Comment 11 Eirik Oeverby 2024-11-13 20:49:14 UTC
(In reply to sigsys from comment #5)
Has this patch landed already? I'm eager to test on my threadripper with Navi 24 [Radeon PRO W6400]; it's borderline useless after ~48h uptime and needs frequent reboots to fix. At least it's better than before I clamped the ARC to 8GB to slow the process down..
Comment 12 sigsys 2024-11-14 00:43:11 UTC
Created attachment 255155 [details]
PR277476 fix
Comment 13 sigsys 2024-11-14 00:48:43 UTC
(In reply to Emmanuel Vadot from comment #9)
Alright here it is.

Is it already too late to have this merged in 14.2?

I'm pretty sure this patch is safe. GFP_NORETRY isn't used in-tree at all right now. And this patch makes it do pretty much what it says. It doesn't retry. You'd hope that any code using this flag would expect allocations to fail...

The problem doesn't always happen for everyone but when it does man it's rough. After a week or two I was getting hangs that lasted 15 seconds sometimes. Restarting firefox would fix it for a while but eventually it becomes unusable.

Even if this made it in 14.2 IIUC it would take a while before the 14.X packages would be compiled against the new kernel headers, but it would already be useful to have it in base so that you could get the fix by compiling drm-kmod from ports.
Comment 14 fullermd 2024-11-14 02:08:03 UTC
FWIW, I definitely ran into what sounds just like this (with several different cards, on both 515 and 61; 510 was always rock solid).  After a few days, I'd sometimes get freezes lasting a minute or more.

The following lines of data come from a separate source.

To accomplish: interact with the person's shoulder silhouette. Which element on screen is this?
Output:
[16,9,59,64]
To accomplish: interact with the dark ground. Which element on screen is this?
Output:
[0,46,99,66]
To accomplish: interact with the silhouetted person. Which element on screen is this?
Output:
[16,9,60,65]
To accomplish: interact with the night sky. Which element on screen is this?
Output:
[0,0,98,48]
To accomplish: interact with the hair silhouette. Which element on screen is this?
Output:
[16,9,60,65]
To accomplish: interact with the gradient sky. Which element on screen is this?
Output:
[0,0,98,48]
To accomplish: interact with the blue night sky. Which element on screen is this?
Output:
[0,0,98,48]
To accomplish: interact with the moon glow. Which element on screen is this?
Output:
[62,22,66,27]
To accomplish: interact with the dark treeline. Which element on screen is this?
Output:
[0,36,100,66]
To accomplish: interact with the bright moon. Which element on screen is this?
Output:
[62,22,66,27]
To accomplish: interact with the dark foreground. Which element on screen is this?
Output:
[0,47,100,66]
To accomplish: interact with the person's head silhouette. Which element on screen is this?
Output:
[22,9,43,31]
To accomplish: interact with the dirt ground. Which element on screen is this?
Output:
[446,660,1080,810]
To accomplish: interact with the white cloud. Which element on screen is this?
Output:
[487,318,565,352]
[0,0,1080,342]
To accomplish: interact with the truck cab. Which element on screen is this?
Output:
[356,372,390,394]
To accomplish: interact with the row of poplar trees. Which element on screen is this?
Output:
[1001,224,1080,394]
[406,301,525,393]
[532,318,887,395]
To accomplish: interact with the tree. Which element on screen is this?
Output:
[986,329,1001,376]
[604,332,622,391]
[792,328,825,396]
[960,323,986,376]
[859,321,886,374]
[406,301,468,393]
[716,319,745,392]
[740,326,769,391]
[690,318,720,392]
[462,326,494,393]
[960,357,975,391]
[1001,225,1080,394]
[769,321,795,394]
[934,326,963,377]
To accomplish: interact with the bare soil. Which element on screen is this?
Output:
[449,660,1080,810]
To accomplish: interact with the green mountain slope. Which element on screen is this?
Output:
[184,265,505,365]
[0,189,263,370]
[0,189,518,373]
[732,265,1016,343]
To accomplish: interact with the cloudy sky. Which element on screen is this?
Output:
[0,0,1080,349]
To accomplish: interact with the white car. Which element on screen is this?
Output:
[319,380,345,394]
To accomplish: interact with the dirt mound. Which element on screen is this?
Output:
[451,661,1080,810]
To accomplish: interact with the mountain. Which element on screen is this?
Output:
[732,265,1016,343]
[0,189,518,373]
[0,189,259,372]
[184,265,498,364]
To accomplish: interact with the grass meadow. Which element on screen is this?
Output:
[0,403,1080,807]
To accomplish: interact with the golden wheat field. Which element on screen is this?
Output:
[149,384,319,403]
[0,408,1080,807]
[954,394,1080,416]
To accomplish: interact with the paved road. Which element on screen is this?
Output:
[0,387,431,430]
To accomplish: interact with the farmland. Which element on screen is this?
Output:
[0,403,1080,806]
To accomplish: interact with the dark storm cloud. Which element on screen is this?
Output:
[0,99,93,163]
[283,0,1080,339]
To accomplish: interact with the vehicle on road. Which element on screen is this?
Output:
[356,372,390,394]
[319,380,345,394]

A workaround that seems to work for me has been switching from the amdgpu to the modesetting X driver; I still occasionally see little blips, but they resolve and don't seem to pile up the way they did on amdgpu, even after months of uptime.
Comment 15 Olivier Certner freebsd_committer freebsd_triage 2024-11-14 09:24:12 UTC
(In reply to sigsys from comment #13)

It seems manu@ is having a crash with the patch applied on 5.15.  So while it seems safe, we have to rule out some possible impacts in certain situations.

I'm afraid it is too late to have it merged in 14.2 anyway, so let's be sure we are not regressing anything while fixing the problem.